I hate to bring up the possibility of a variant on the rules of Senket. I spent a long time playing it with friends, figuring out how it should work. But several people have pointed out how difficult it is to compute areas, especially during the game when you can’t draw any additional fences on the board, and I’ve long wanted a way to score that would work easily with a physical board.
I just came up with such a way of scoring, so here it is: instead of counting the area enclosed, count the open posts enclosed, and two for each enemy post enclosed. All other rules remain the same, i.e. you still square the total for each separate territory.
Examples of this method are shown in the diagram to the right. the actual posts played are shown in full red and blue. The counting is shown in light blue and light red. So the red and blue territories at the top are equivalent. Each contains two open posts, labeled 1 and 2, so each would be worth 2 x 2 = 4 points. Using area scoring, the red territory on the left would be worth 4 x 4 = 16 points, the blue on the right 3 x 3 = 9 points.
The square blue territory would be worth 5 x 5 = 25 points, since it contains three open posts, and one red post, which is a prisoner.
The two larger territories at the bottom are the same shape, but the red territory is worth 13 x 13 = 169 points, while the blue is worth only 10 x 10 = 100 points, because the blue territory contains additional, unnecessary posts.
The basics of the game would remain the same. There are no rule changes, just a change to how you count up at the end of the game (and value plays during the game, of course). The value of various territories would be slightly different. I like the simplicity of this scoring method for beginners and for use on physical boards, but really, once you play a few games you’ll find that area scoring really isn’t that difficult to do.
I did make one decision based on aesthetic considerations, which is the fact that a player’s own posts inside his territory penalize him, because they don’t count toward the final score. This is seen in the blue territory in the lower right, where the three posts Blue played inside his own territory cause it to be worth less than the red territory of the same shape on the left. Not to further risk forking the rules, but counting those posts toward Blue’s score would make this method closer to the rules as originally published. I prefer not to count them as it further encourages players to take territories as large as possible.
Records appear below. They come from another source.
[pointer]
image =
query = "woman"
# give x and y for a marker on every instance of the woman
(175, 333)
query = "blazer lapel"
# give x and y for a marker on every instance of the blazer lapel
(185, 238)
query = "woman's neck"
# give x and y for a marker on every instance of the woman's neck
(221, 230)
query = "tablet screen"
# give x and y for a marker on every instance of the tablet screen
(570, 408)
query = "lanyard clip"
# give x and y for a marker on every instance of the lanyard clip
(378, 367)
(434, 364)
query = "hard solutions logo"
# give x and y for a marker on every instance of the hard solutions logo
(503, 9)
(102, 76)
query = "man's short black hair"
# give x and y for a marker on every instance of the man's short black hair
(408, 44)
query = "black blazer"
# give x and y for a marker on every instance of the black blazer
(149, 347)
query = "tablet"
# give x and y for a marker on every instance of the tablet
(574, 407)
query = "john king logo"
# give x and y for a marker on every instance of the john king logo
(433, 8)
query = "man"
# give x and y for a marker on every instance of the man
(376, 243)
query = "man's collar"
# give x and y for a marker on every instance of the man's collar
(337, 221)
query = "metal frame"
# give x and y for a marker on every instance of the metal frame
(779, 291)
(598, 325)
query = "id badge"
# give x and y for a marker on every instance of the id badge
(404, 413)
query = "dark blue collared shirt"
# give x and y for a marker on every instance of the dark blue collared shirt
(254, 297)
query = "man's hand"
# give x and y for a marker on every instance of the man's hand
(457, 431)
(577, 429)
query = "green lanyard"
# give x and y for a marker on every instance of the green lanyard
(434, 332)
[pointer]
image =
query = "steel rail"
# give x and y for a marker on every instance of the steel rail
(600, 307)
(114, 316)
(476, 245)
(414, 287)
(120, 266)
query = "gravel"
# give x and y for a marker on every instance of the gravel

There’s already plenty of incentive not to play those posts — they are unnecessary to securing that territory, so they’re wasted moves that could have been used elsewhere to take more territory — but I prefer it to be explicit. This also means that it is possible for a territory to score no points: if a player fills in all the posts inside it. There would be no reason to do this, but for the record the territory would still be viable and serve the purpose of preventing any opposing surrounding fence from claiming the territory.